You’ll see “{20a82645-c095-46ed-80e3-08825760534b}”. Right click it and click Delete.

Restart Firefox.

[hdood]

This was not done with Dot Net 1.1, Dot Net 2.0 . Why does it have to be done with Dot Net 3.5SP1? It slows down the browser.

Because Microsoft has to support competing browsers. It isn't optional.

When you say it slows down the browser, is this something you yourself have experienced or measured, or is it just speculation? In any case, it can be disabled without having to completely erase every trace of it from the hard drive.

[bryonhowley]

So if Firefox installed a plugin to IE, then MS would not complain?

Since the plugin was not installed by IE that would make no ****ing since.

I posted this for users that want to remove this crap from Firefox

Fine so instead of disabling the extension witch you could have done you hack remove it

and possible break .Net when MS releases an update.

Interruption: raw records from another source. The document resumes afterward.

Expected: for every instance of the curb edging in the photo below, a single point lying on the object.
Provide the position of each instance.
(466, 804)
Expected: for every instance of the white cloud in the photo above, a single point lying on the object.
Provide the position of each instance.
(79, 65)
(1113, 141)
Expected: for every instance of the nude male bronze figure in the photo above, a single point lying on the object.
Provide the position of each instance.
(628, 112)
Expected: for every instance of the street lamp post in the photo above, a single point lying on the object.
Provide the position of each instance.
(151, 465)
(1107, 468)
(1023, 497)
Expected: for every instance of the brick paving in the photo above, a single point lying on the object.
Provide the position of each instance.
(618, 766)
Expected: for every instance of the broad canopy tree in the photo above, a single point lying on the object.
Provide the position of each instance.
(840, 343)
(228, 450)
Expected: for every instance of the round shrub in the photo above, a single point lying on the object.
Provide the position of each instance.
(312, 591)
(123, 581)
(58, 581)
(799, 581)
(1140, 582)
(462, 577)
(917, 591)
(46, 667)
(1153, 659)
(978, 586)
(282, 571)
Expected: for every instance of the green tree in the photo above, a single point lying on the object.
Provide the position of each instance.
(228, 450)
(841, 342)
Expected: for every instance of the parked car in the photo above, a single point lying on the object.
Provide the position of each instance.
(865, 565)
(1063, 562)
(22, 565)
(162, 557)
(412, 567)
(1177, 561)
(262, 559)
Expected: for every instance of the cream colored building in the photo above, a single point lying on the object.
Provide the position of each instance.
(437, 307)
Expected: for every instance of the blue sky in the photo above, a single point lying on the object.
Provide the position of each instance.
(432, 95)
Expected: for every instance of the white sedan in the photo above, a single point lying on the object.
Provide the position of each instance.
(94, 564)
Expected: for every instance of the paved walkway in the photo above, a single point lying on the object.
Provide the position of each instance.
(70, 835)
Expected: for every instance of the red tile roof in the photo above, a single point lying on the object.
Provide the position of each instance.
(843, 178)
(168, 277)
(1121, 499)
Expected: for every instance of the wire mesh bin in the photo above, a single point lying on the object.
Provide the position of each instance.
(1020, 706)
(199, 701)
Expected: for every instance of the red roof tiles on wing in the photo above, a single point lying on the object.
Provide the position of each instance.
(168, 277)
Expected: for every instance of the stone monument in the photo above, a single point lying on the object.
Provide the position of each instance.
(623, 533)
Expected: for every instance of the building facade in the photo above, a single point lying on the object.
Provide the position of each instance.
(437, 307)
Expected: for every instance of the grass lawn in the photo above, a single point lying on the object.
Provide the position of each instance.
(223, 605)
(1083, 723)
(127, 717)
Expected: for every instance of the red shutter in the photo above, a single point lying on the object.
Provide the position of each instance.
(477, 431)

If you want a slower Firefox leave it there.

What a load of ****ing **** the extension does not slow Firefox down one little bit.

So now you use lies and false statements to support hacking .Net to remove an extension

that was not a problem in the first ****ing place way to go!

[+Gary7 Subscriber²]

Since the plugin was not installed by IE that would make no ****ing since.

Fine so instead of disabling the extension witch you could have done you hack remove it

and possible break .Net when MS releases an update.

What a load of ****ing **** the extension does not slow Firefox down one little bit.

So now you use lies and false statements to support hacking .Net to remove an extension

that was not a problem in the first ****ing place way to go!

I did not realize all of the MS Fanboys here. It does slow down Firefox. Like I said a few posts back if you are not interested move on Do not do this, as I don't care. If you look at the source, I did not write it. Facts are that MS should not install anything in someone else's program without the end users knowledge or permission.

I do not believe that it is in MS's EULA that they control all of the software in the world yet!

[neufuse Veteran]

I did not realize all of the MS Fanboys here. It does slow down Firefox. Like I said a few posts back if you are not interested move on Do not do this, as I don't care. If you look at the source, I did not write it. Facts are that MS should not install anything in someone else's program without the end users knowledge or permission.

I do not believe that it is in MS's EULA that they control all of the software in the world yet!

Prove it slows it down, becuase the thing doesn't even run until you run a clickonce application... your source doesn't even say it slows down firefox.. and not to sound stupid, but um when I go into firefox its asking me if I WANT to install it... its giving it to me as a choice... it's not even installed for me and I have the latest .NET 3.5 SP1 and its patches also... that's what I am getting at least,but i installed firefox after the .net patches

[Verdelite]

not to deviate off track here, but Gary, what xp theme is that? I love the blue.